24/07/2014 13:14 BST | Updated 23/09/2014 06:59 BST

12 Things NOT to Say to a Mum Whose Child Is Sick

1) Try to enjoy him!

Try? Enjoy him? He's not a test drive, a haircut or a bag of dried fruit! I love him and delight in everything he is and all that he does. This is upsetting when he is struggling. He is my all. He isn't here for me to enjoy. He is here for me to mother. With everything I am. Including the worry. But I do enjoy him.

2) If he was that bad they wouldn't have let you go home.

This is not the 1920s. Nowadays, we don't admit kids, and keep them in until they bounce out the door or are stretchered out to the morgue. Plenty of children are at home with diseases that are 'that bad'. They may be awaiting further tests. They may be receiving home care or self-monitoring, or waiting and watching for any number of life-threatening conditions. And told to return to A&E if anything worsens. Your suggestion that I am being a drama queen, and that really you hold some secret knowledge I don't, is frankly insulting.
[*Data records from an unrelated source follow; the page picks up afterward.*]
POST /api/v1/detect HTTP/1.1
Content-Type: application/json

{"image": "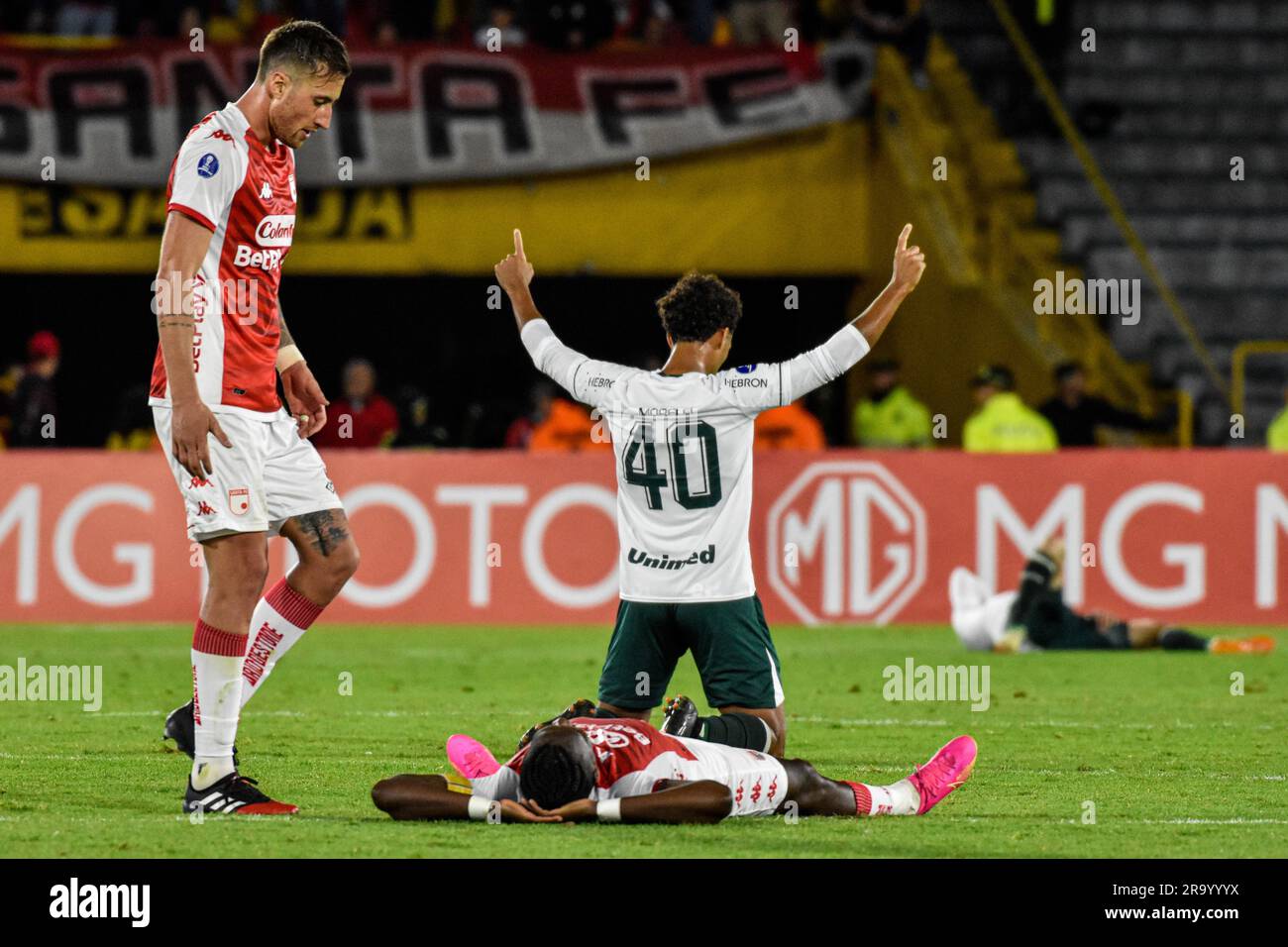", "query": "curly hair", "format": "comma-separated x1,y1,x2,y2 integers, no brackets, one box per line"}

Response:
657,273,742,342
519,740,596,809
3) Do your other children have it?

Erm. Where to even begin...? If they did you would probably know by now. It's often not even genetic. If it IS genetic then you're opening up another can of unnecessary unhelpful little worms. If it IS genetic, will my other children be diagnosed too? Does every mother of a baby with a genetic condition have siblings with it? No! Do you see all siblings with asthma, cystic fibrosis, and different genetic syndromes? No. Asking about my other children's health, unless you are a doctor, is none of your business. Though it will certainly assist your Dr Facebook diagnosing and aid your Google search. Jog on!

4) They would do x/y/z if they thought it was that serious.

Would they? I didn't realise you were qualified in this specific area or knew my child and his case! How do you know they haven't/won't/can't /aren't already doing that? Define 'that serious'. And then define 'bell end'. La'ers!

5) My kid had that too!

When my child was ill once, she had to go to hospital. The food was awful. Hope he's better soon. We were in there ages. Hire the telly, call your mother - it's all good.


6) Be strong.

What the actual ***k...? This is never helpful. If you can't work out why then I'm not going to bother explaining.

7) Don't stress - they pick up on it!

This is one of the very worst experiences of my life. Telling me I am possibly making my child/ren suffer more, by feeling bad about what we are going through, is cruel. I am in bits. I can't avoid that really. Guilt trip too? Think I'll pass, ta!

8) At least you know now, so you can do something about it.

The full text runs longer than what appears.